Tuesday, April 12, 2011

Food Storage Swedish Pancake Mix

Growing up in our house, Swedish pancakes were a treat.  Grandma Norman or Dad would make them for breakfast on a Saturday or Sunday.  We would slather them in butter and sprinkle them with powdered sugar.  Yum!  The recipe, however, was a closely guarded family secret -- mostly because there was no recipe.  Throw eggs, flour, sugar, milk, vanilla, salt in a blender.  That was about it.  With a can of powdered eggs at my disposal, I set out to find a formula that would rival Dad's haphazard concoction.  Here it is, ladies and gentlemen (i.e. sibs).

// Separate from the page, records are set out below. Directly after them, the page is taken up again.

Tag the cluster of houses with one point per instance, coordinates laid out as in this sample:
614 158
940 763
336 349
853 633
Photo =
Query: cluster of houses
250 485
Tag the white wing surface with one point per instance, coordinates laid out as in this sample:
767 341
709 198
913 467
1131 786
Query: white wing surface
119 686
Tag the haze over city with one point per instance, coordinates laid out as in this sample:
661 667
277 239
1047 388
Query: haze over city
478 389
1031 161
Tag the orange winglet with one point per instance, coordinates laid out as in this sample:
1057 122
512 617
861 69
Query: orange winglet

Now I know fresh ingredients are nice, but you can't beat the convenience of a mix.  Especially a home made one.


1/2 c. powdered eggs
1 c. flour
1 T. sugar
1/3 c. powdered milk
1/2 tsp. salt
to that add 2 c. water and 2 tsp. vanilla. Blend in blender or really well by hand.

You can use all or part whole wheat flour and they are just as tasty and slightly more healthy.  You can double, triple, or quadruple the recipe and keep it in the fridge.  Use 2 scant cups of the mix to 2 cups water.

We will be having these quite often, even with fresh eggs around, because my mom asked us to use up her powered eggs.  Happy breakfast!